32 Et erunt cameli eorum in direptionem, et multitudo iumentorum in praedam: et dispergam eos in omnem ventum, qui sunt attonsi in comam: et ex omni confinio eorum adducam interitum super eos, ait Dominus.
En hun kemelen zullen ten roof zijn, en de menigte van hun vee zal ten buit zijn; en Ik zal hen verstrooien in alle winden, te weten degenen, die aan de hoeken afgekort zijn; en Ik zal hunlieder verderf van al zijn zijden aanbrengen, spreekt de HEERE.
33 Et erit Asor in habitaculum draconum, deserta usque in aeternum: non manebit ibi vir, nec incolet eam filius hominis.
En Hazor zal worden tot een drakenwoning, een verwoesting tot in eeuwigheid; niemand zal daar wonen, en geen mensenkind daarin verkeren.
34 Quod facum est verbum Domini ad Ieremiam prophetam adversus Aelam in principio regni Sedechiae regis Iuda, dicens:
Het woord des HEEREN, dat tot den profeet Jeremia geschied is tegen Elam, in het begin des koninkrijks van Zedekia, den koning van Juda, zeggende:
35 Haec dicit Dominus exercituum: Ecce ego confringam arcum Aelam, et summam fortitudinem eorum.
Zo zegt de HEERE der heirscharen: Ziet, Ik zal verbreken Elams boog, het voornaamste van hunlieder geweld.
36 Et inducam super Aelam quattuor ventos a quattuor plagis caeli: et ventilabo eos in omnes ventos istos: et non erit gens, ad quam non perveniant profugi Aelam.
En Ik zal de vier winden uit de vier hoeken des hemels over Elam aanbrengen, en zal hen in al diezelve winden verstrooien; en er zal geen volk zijn, waarhenen Elams verdrevenen niet zullen komen.
37 Et pavere faciam Aelam coram inimicis suis, et in conspectu quaerentium animam eorum: et adducam super eos malum, iram furoris mei, dicit Dominus: et mittam post eos gladium donec consumam eos.

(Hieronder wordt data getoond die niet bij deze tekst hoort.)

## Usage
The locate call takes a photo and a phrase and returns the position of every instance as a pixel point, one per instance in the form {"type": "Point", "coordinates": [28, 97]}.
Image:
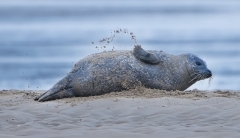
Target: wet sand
{"type": "Point", "coordinates": [134, 113]}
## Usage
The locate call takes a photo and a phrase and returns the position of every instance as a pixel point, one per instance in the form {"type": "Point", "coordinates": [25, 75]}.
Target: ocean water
{"type": "Point", "coordinates": [41, 40]}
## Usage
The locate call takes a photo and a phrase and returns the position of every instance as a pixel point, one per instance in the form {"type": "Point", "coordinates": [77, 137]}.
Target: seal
{"type": "Point", "coordinates": [121, 70]}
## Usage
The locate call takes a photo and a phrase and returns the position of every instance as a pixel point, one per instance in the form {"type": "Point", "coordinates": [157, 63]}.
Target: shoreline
{"type": "Point", "coordinates": [134, 113]}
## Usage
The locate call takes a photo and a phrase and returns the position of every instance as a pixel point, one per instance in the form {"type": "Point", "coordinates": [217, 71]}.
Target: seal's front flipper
{"type": "Point", "coordinates": [143, 55]}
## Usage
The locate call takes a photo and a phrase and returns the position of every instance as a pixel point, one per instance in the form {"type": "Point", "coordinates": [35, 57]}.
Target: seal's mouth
{"type": "Point", "coordinates": [200, 76]}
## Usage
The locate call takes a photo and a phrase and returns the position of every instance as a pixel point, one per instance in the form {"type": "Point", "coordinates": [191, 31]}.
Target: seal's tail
{"type": "Point", "coordinates": [58, 91]}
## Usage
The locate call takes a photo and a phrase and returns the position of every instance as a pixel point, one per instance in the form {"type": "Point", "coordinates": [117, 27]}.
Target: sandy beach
{"type": "Point", "coordinates": [135, 113]}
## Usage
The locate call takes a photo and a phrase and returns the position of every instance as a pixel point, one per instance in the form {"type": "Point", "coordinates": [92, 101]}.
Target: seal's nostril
{"type": "Point", "coordinates": [210, 73]}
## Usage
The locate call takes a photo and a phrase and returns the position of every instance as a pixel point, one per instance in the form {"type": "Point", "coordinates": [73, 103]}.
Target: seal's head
{"type": "Point", "coordinates": [197, 68]}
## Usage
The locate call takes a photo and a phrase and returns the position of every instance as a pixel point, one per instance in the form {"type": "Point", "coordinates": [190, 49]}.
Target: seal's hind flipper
{"type": "Point", "coordinates": [58, 91]}
{"type": "Point", "coordinates": [56, 95]}
{"type": "Point", "coordinates": [143, 55]}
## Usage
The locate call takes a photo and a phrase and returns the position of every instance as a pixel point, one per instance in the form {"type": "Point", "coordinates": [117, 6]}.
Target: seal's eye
{"type": "Point", "coordinates": [198, 63]}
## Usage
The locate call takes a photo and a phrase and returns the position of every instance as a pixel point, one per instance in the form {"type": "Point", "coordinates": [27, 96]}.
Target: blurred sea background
{"type": "Point", "coordinates": [41, 40]}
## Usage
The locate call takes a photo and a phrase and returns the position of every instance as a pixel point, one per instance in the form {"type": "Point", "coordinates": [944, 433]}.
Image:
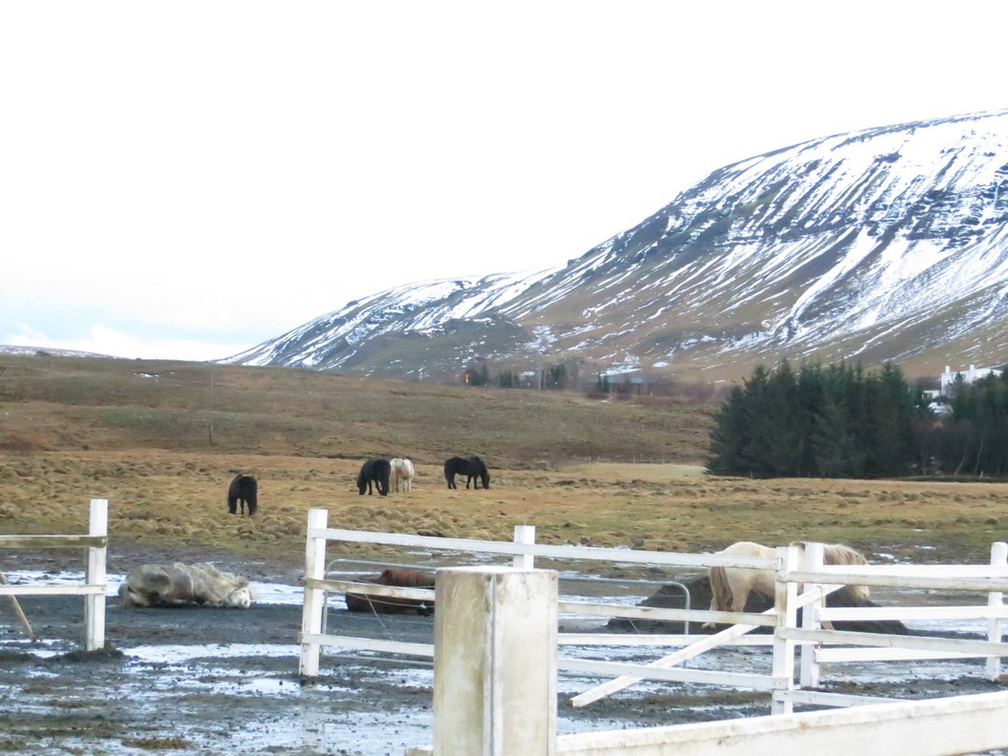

En Ik zal Elam versaagd maken voor het aangezicht hunner vijanden, en voor het aangezicht dergenen, die hun ziel zoeken, en zal een kwaad over hen brengen, de hittigheid Mijns toorns, spreekt de HEERE; en Ik zal het zwaard achter hen zenden, totdat Ik hen verteerd zal hebben.
38 Et ponam solium meum in Aelam, et perdam inde reges et principes, ait Dominus.
En Ik zal Mijn troon in Elam stellen; en zal den koning en de vorsten van daar vernielen, spreekt de HEERE;
39 In novissimis autem diebus reverti faciam captivos Aelam, dicit Dominus.
Maar het zal geschieden in het laatste der dagen, dat Ik Elams gevangenis wenden zal, spreekt de HEERE.